Residents across the South Fork this spring and summer have been victims of a new kind of phone scam – one where callers are led to believe a relative’s life may hang in the balance unless they part with large sums of money.
Since early this spring, police departments in East Hampton, Sag Harbor and Southampton have received dozens of reports of these menacing phone calls. This week alone, the East Hampton Town Police Department reported eight incidences filed in the last month featuring this new phone scam. The Southampton Police Department received complaints from three individuals targeted in the scheme this week.
And they are not alone.
While rampant throughout Suffolk County and Long Island, according to the U.S. Department of State it is a national epidemic that originally targeted the elderly.
In April, the departments sent out a warning nationwide about the emergence of the “grandparent scam,” the earliest embodiment of the kind of threatening phone calls residents have been receiving locally.
In these types of scams, the perpetrator often calls a grandparent or other relative pretending to be a grandchild or other young relative. The caller is upset, typically short on time, and usually relates that they are traveling in another country and were in an accident or ran into legal trouble. They ask for money to be wired to a Western Union account to escape the situation as soon as possible.
According to the Department of State, requested sums of money vary from a few hundred to several thousand dollars and occasionally a second caller will contact the victim posing as law enforcement or as an attorney requesting more money.
Locally, the scam has been modified into something far more threatening, known as the “hostage scam.”
In most of the calls received locally, the caller makes threats against a family member – in some cases life threatening – who has been involved in an accident of some kind unless the victim is willing to give over large sums of money through a wire transfer to places like Puerto Rico, although in some cases the caller requests the victim meet them in another county to drop off the money.
This week, on July 4, a Sag Harbor resident contacted town police to report a caller who reached out to her for money, stating he was holding her father at gunpoint. She reached out to her father, who was safe. Also on July 4, a Southampton resident reported receiving a call from a man demanding $1,000, stating her son was being held at gunpoint. The man had a Spanish accent, the victim said. A North Sea resident contacted police on July 5 to report someone tried to scam him out of $3,000. According to the resident, the caller said if he was not paid the money, his brother would be shot.
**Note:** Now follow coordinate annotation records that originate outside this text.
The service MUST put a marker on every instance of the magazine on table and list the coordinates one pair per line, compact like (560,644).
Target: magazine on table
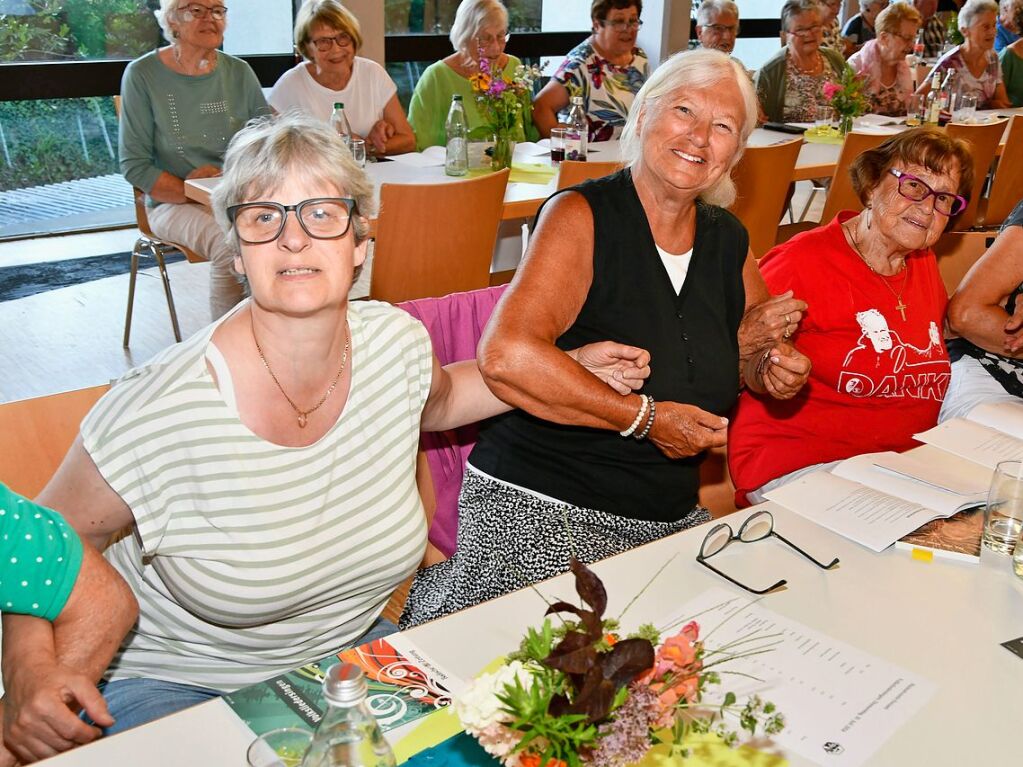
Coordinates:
(404,685)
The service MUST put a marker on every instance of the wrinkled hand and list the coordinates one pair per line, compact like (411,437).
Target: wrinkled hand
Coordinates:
(622,367)
(205,171)
(680,431)
(379,136)
(40,711)
(785,370)
(769,321)
(1014,330)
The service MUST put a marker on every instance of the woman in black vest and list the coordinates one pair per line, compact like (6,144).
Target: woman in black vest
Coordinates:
(646,257)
In East Hampton, an Amagansett woman reported receiving a call on June 14 from a caller speaking in Spanish, asking her to wire $1,500 or her boyfriend would be hurt. When she reached out to her boyfriend, he was fine. On July 1, an East Hampton man reported his mother was targeted by a caller who said her son was in an accident and the occupants of the other car had broken his leg and arm. The caller demanded $1,500 dollars, which was to be brought to a specific place, or he threatened to shoot her son. The perpetrator spoke in Spanish. On July 2, another caller speaking in Spanish called an East Hampton resident asking for $2,500 to get his brother out of trouble. Also on July 2, a woman contacted police about a call she received from a man, possibly from Puerto Rico, was said her son was in an accident and she needed to send money to him right away. Both the woman’s sons were contacted and were okay. A Montauk woman was also called on July 2 by a man speaking Spanish who said if she didn’t send him $1,000 he would kill her son. The caller knew her son’s name, but when she reached out to him, he was fine. In another incident, a Montauk woman said she was contacted by someone demanding money to release a kidnapped brother. The caller, she said, knew a lot of information about her family.
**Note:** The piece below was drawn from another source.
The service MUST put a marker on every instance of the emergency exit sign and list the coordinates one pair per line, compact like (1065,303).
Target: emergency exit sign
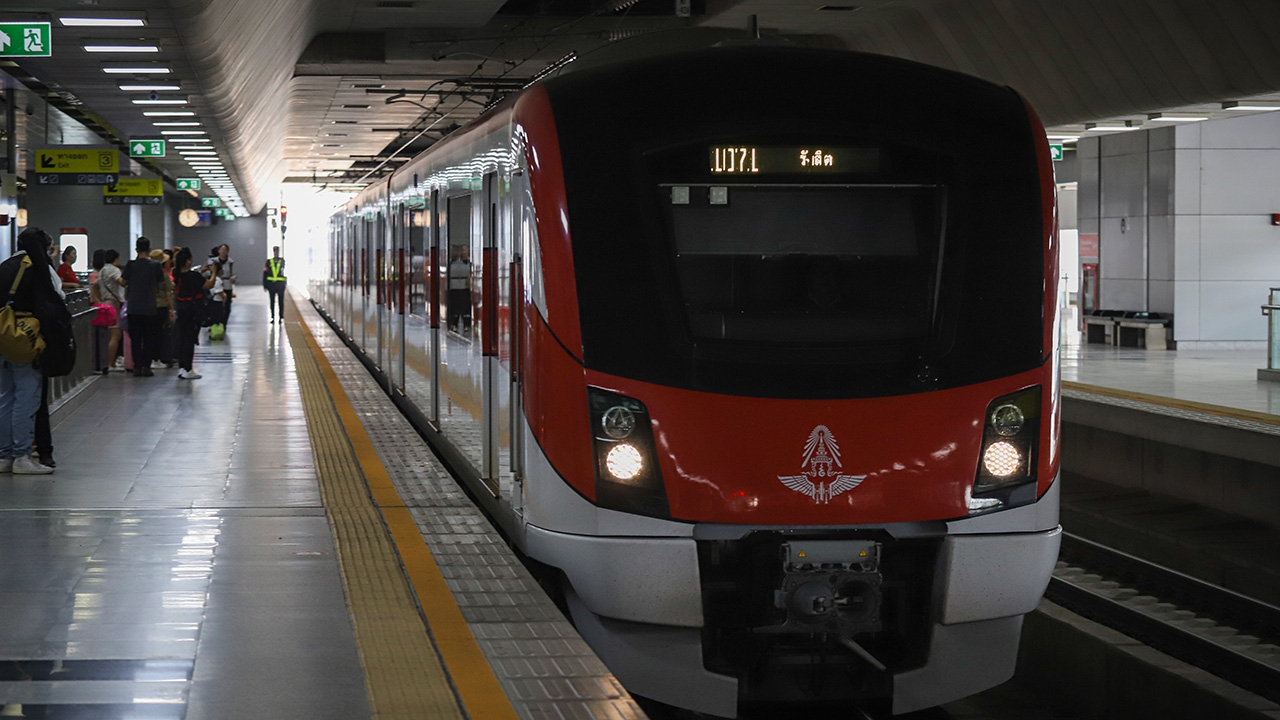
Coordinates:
(24,40)
(146,149)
The towns are not alone. Both East Hampton and Sag Harbor villages have also reported similar scams in the last month.
The last scam reported in Sag Harbor was on June 18. According to the incident report, a Hillside Drive West resident was contacted and told her son had been abducted from the North Sea area. The caller stated her brother and son – driving the son’s white BMW – was in an accident and her son sustained a broken arm. If she did not immediately wire money to a Puerto Rico account, the caller threatened to kill her son. The woman’s brother and son were contacted and were fine.
While no one has followed through with wiring money to the perpetrator(s), the Southampton Town Police Department did issue a warning to residents last month to be aware these scams are increasing across the East End.
“Detectives throughout the five East End Townships are investigating numerous similar incidents in their jurisdictions,” reads the release. “The Southampton Town Police Department Detective Division is releasing the advisory and urge the community not to dismiss these threats, however, do not send money or provide any personal information to them. Document the number the phone call is coming from, and make immediate notification to 911 for further direction.”